Although I've never been in prison (so far) I understand exactly what Red is saying. But several weeks ago I was sharing with friends and realized that hope no longer felt dangerous to me. It felt like something precious of mine, like a bird that I needed to care for and protect no matter what happened in the "real" world. I was reminded of Thumbelina, a favorite fairy tale from childhood. In the story, a woman who had no children dreamed about having a little girl but the dream never came true. She went to a witch who gave her a magic grain of barley, which the woman planted. The grain turned into a lovely flower and inside it was a little girl no bigger than a thumb. Thumbelina is snatched by a frog, a beetle, and a spider, and eventually ends up with a field mouse whose plan is to marry Thumbelina to a rich mole. She's already been through alot, and now this! It looks like she'll be married to an old furry half-blind mole and stuck in dark underground tunnels for the rest of her life. During a visit to the mole the field mouse and Thumbelina come across a swallow that looks dead. The mole nudges the bird and says, "That'll teach her! She should have come underground instead of darting about the sky all summer!" That sounds a little like something Red might say. The mole's words horrify Thumbelina who secretly nurses the swallow back to health. The bird carries Thumbelina off to freedom and of course, she meets her prince.

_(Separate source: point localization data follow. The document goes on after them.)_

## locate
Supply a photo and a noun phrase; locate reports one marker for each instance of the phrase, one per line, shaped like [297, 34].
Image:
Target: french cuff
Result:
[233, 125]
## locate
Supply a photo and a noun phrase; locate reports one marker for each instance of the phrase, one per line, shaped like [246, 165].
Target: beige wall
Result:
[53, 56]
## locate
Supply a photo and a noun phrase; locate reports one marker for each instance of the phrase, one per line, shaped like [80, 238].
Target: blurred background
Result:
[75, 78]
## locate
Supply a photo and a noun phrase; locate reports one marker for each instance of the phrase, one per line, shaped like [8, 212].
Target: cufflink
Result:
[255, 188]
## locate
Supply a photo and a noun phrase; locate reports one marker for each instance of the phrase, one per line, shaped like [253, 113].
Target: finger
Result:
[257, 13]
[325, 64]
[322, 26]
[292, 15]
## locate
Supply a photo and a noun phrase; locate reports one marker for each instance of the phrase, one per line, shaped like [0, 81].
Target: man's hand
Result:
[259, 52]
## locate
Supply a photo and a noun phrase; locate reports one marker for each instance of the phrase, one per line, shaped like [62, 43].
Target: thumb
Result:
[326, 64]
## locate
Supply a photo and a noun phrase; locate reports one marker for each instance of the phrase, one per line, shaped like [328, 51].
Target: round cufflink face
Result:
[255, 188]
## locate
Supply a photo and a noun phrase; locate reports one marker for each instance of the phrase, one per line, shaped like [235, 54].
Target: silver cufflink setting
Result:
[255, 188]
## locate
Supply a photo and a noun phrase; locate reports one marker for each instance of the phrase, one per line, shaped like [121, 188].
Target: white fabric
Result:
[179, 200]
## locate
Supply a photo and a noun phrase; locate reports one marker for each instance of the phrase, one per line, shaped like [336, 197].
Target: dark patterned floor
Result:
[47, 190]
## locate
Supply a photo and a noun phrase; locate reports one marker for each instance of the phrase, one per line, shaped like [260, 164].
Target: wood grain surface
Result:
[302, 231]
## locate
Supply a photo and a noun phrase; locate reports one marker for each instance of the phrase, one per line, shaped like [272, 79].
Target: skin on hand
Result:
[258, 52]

Life is full of big and little deaths and disappointments and it's easy to give in to cynicism and give up on hope. This fairy tale reminds me to take care of my hopes and dreams because they are a part of me. I don't know when, if or how some of my hopes will be realized but I don't need to. I just need to follow my heart like Thumbelina did as her heart went out to the wounded swallow. I made a shrine on the theme of Thumbelina as a way of working with the symbols and ideas of the story that was and still is so meaningful to me.